Ceux qui ignorent son nom connaissent ses photos: le Français Marc Riboud, décédé mardi à 93 ans, faisait partie de ces quelques photographes aux clichés mondialement connus, comme sa «Fille à la fleur», une militante contre la guerre du Vietnam face aux baïonnettes des soldats.

Il se disait flâneur, photographe plutôt que photojournaliste, et aimait prendre son temps pour capturer, en noir et blanc, les tournants d'un monde qui change.

Son regard légèrement décalé, capable de saisir les instants de grâce se reflètent dans son Peintre de la Tour Eiffel, qui semble danser sans filet au milieu des poutrelles métalliques au-dessus de Paris, pinceau à la main. Une photo devenue une icône de la capitale française.

«On dirait qu'il tient en équilibre grâce à son pinceau. Je n'ai aucun mérite, si ce n'est d'être monté à pied par l'escalier en colimaçon de la Tour», racontait-il en 2009.

C'est en vendant ce cliché au magazine américain Life en 1953 que ce jeune ingénieur trentenaire, issu d'une famille de la bourgeoisie lyonnaise, sera adoubé photographe et rencontrera Henri Cartier-Bresson et Robert Capa, qui l'inviteront à rejoindre la prestigieuse agence Magnum.

En 60 ans de carrière, ses clichés seront publiés dans de nombreux magazines comme Life, Geo, National Geographic, Paris Match ou Stern.

«La plupart du temps, je regarde, je me promène, j'ai beaucoup flâné», résumait-il.

Ces flâneries l'ont emmené dans le monde entier, en particulier en Asie, où il a passé de longs séjours.
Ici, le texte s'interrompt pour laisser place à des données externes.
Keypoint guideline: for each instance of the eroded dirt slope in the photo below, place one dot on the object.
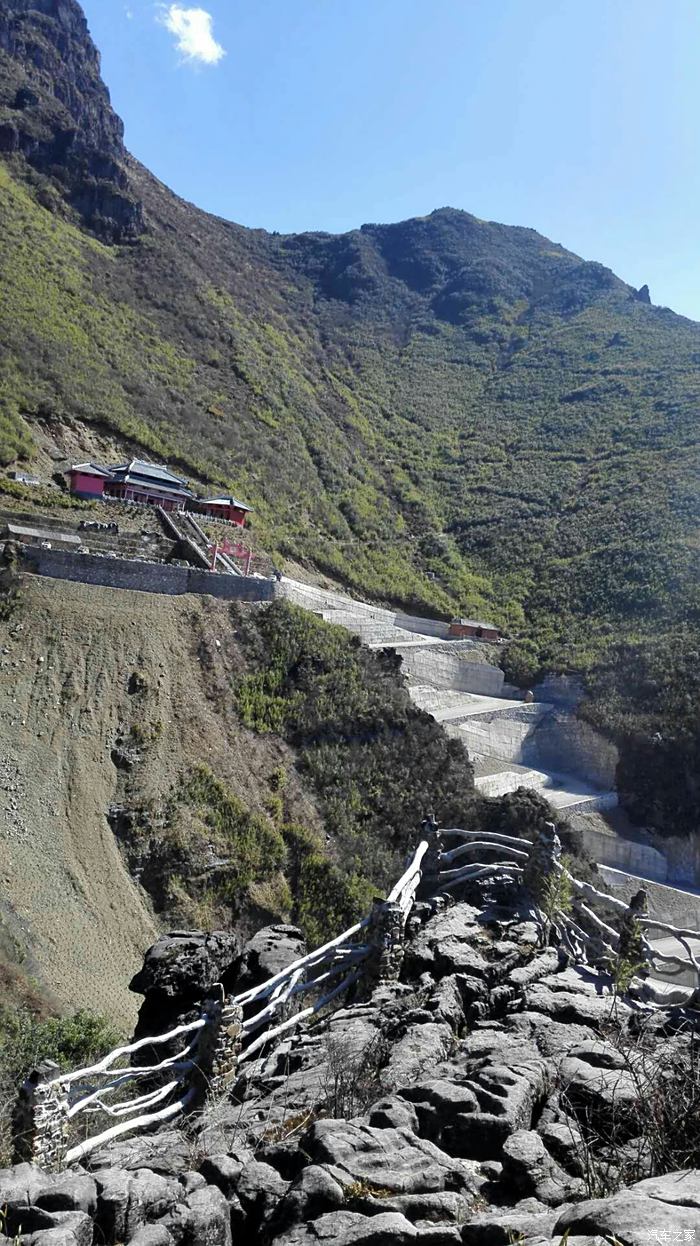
(71, 657)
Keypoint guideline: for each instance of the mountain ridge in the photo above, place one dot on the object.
(445, 414)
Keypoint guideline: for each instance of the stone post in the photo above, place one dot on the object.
(40, 1127)
(385, 936)
(630, 947)
(219, 1048)
(430, 831)
(542, 861)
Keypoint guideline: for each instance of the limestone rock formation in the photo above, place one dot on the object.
(412, 1115)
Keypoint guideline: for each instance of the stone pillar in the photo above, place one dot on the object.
(430, 831)
(630, 947)
(542, 861)
(385, 936)
(219, 1048)
(40, 1127)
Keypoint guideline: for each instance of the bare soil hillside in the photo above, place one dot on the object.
(102, 692)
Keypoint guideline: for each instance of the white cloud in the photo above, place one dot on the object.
(194, 34)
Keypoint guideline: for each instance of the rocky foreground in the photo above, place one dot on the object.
(495, 1095)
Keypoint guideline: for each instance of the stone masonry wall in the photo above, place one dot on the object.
(567, 744)
(440, 669)
(145, 577)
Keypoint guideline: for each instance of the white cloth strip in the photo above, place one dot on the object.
(127, 1075)
(123, 1109)
(516, 841)
(414, 865)
(173, 1109)
(475, 845)
(254, 1023)
(462, 871)
(480, 869)
(304, 962)
(106, 1063)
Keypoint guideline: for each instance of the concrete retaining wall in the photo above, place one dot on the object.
(566, 744)
(683, 857)
(143, 577)
(422, 627)
(625, 855)
(439, 668)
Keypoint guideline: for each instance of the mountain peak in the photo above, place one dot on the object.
(56, 112)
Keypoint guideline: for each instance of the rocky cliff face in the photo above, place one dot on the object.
(55, 110)
(492, 1095)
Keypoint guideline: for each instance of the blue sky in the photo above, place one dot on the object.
(577, 117)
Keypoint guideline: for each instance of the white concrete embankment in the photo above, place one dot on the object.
(511, 744)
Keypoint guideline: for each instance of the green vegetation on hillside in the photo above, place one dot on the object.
(445, 414)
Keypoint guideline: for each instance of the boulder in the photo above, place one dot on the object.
(223, 1171)
(603, 1094)
(151, 1196)
(472, 1110)
(420, 1048)
(152, 1235)
(259, 1189)
(447, 945)
(350, 1229)
(26, 1219)
(578, 996)
(208, 1217)
(70, 1191)
(501, 1226)
(314, 1193)
(269, 951)
(392, 1160)
(50, 1237)
(629, 1215)
(76, 1222)
(167, 1153)
(113, 1194)
(532, 1171)
(19, 1184)
(178, 972)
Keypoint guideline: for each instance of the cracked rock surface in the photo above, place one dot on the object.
(490, 1097)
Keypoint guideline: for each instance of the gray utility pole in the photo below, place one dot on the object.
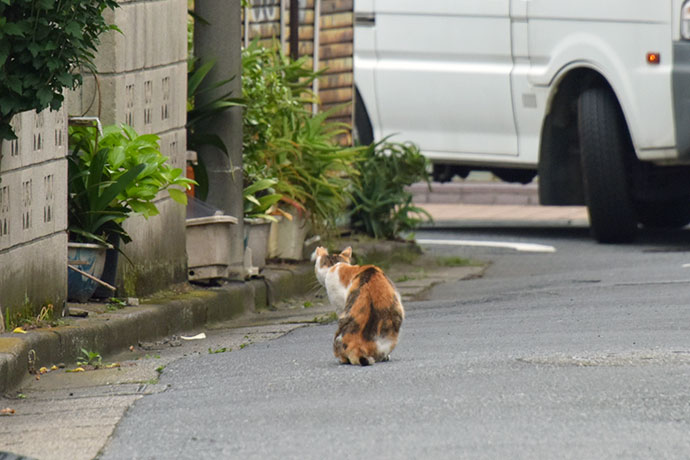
(221, 40)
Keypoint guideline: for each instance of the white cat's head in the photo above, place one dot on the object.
(323, 262)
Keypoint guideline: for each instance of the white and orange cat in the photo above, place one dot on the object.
(369, 309)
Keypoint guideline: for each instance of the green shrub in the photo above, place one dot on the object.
(43, 45)
(382, 208)
(114, 176)
(284, 140)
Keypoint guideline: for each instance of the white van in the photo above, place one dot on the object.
(593, 95)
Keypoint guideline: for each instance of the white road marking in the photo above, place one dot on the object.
(522, 247)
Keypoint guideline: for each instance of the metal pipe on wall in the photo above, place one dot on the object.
(294, 29)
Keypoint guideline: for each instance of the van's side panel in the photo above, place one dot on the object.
(444, 73)
(612, 37)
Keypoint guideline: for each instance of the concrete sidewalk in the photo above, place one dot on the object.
(112, 329)
(488, 203)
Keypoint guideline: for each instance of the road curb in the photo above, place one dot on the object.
(165, 314)
(475, 192)
(113, 331)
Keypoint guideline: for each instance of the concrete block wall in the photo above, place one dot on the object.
(142, 81)
(33, 212)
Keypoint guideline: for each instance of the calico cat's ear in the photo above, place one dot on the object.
(347, 253)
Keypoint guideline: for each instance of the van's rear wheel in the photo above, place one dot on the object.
(606, 151)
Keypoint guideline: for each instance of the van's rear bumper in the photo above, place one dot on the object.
(681, 97)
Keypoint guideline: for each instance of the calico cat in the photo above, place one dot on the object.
(368, 305)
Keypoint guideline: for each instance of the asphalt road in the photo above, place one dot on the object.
(581, 353)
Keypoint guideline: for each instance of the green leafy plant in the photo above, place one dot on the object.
(114, 176)
(283, 140)
(89, 358)
(382, 208)
(198, 115)
(259, 199)
(43, 45)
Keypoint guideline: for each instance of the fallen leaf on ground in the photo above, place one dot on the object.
(199, 336)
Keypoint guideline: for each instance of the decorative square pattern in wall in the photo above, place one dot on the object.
(165, 85)
(27, 192)
(39, 135)
(49, 195)
(129, 104)
(4, 214)
(148, 100)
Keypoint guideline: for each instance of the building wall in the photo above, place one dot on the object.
(142, 81)
(33, 213)
(331, 36)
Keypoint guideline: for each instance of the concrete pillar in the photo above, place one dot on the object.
(220, 40)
Chine, Ghana, Vietnam, Inde, Tibet, Nigeria, Cuba, entre autres, seront ses terrains d'aventures pour l'agence Magnum dont il assura un temps la présidence Europe.
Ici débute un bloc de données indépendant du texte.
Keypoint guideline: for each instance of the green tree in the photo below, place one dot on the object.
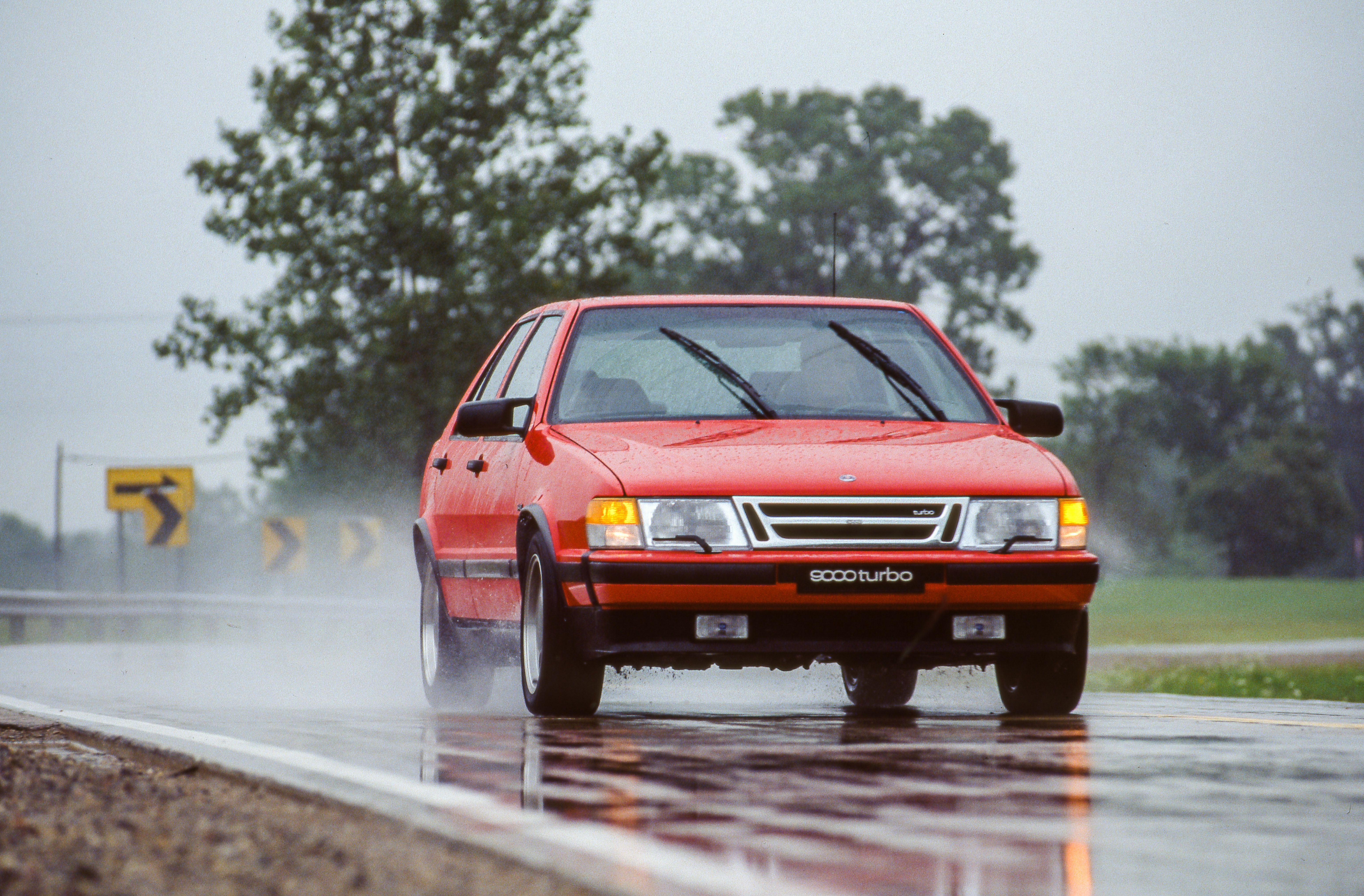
(1326, 354)
(1164, 436)
(422, 175)
(1275, 507)
(25, 554)
(920, 204)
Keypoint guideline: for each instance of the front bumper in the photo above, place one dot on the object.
(792, 639)
(642, 610)
(655, 580)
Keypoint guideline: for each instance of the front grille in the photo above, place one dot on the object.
(852, 523)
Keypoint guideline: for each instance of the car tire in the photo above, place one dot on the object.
(554, 680)
(872, 686)
(1048, 684)
(455, 674)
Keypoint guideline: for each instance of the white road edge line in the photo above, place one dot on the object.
(593, 854)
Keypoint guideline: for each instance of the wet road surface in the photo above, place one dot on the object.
(775, 774)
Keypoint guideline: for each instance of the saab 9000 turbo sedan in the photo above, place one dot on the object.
(747, 481)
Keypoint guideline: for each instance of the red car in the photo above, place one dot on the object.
(747, 481)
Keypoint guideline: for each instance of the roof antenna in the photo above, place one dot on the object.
(834, 254)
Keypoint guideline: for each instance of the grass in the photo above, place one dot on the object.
(1247, 680)
(1225, 610)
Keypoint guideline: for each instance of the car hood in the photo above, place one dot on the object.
(800, 457)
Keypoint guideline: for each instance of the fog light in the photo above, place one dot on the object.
(979, 628)
(717, 628)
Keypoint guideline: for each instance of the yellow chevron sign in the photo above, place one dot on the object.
(284, 545)
(163, 494)
(362, 542)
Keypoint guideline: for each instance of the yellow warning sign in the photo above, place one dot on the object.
(163, 494)
(362, 539)
(284, 545)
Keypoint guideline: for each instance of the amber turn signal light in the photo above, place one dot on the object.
(1076, 520)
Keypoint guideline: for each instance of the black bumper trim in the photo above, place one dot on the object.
(1055, 573)
(706, 573)
(670, 573)
(666, 637)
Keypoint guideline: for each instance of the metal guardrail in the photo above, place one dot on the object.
(134, 610)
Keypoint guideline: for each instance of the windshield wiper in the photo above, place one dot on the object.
(893, 371)
(759, 408)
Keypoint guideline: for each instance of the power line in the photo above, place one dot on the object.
(59, 320)
(142, 462)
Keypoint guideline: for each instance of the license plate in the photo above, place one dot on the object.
(979, 628)
(864, 579)
(722, 628)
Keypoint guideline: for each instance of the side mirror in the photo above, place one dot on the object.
(1039, 419)
(490, 418)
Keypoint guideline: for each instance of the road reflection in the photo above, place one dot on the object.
(872, 802)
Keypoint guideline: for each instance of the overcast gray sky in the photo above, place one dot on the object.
(1183, 168)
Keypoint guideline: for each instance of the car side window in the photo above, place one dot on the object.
(489, 388)
(528, 370)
Crinière blanche et réparties moqueuses, il défendait sa singularité. «Je ne suis pas photojournaliste, je ne suis pas un artiste, je suis photographe, c'est tout. Et «je ne suis pas toujours bon, mais j'essaie».

Né le 24 juin 1923 près de Lyon dans une famille de sept enfants, frère d'Antoine, futur fondateur et PDG du géant agroalimentaire Danone, et de Jean, qui présidera Schlumberger, Marc Riboud a commencé la photo à 14 ans, avec le Vest Pocket noir utilisé par son père dans les tranchées.

Un compas dans l'oeil

Pendant la guerre, il file dans le maquis du Vercors auprès de la Résistance française. Après-guerre, il s'émancipe dans la photographie.

«Né géomètre, un compas dans l'oeil», disait de lui son mentor Cartier-Bresson, en hommage à son art du cadrage et de la prise de vue.

Après plus d'un demi-siècle de carrière, un appareil toujours en poche, il continuait inlassablement à photographier le monde, toujours en argentique - «J'ai essayé le numérique, un après-midi, une fois», disait-il. Il était encore parti, à 85 ans, photographier l'arrivée de Barack Obama à la Maison-Blanche.

«J'ai vendu des reportages photo parce que la presse était le seul moyen de vivre», mais «je suis rarement à la recherche de l'actualité, du scoop», confiait-il.

«La photo est une question de hasard», disait-il. Il y a aussi «le travail, l'énergie» et ... «être un peu patient».

En 1967 à Washington, des pacifistes s'approchent du Pentagone gardés par des soldats, baïonnettes au fusil. «J'étais là depuis 5h du matin. Une masse humaine se plante devant une muraille de baïonnettes. Une jeune fille s'approche, parle aux militaires, une fleur à la main». La photo de son profil est encore aujourd'hui un symbole du pacifisme.

Marc Riboud, très souvent exposé en France, à Londres ou à New York, est décédé alors que le festival de photojournalisme Visa pour l'image, en cours à Perpignan, montre ses clichés de Cuba.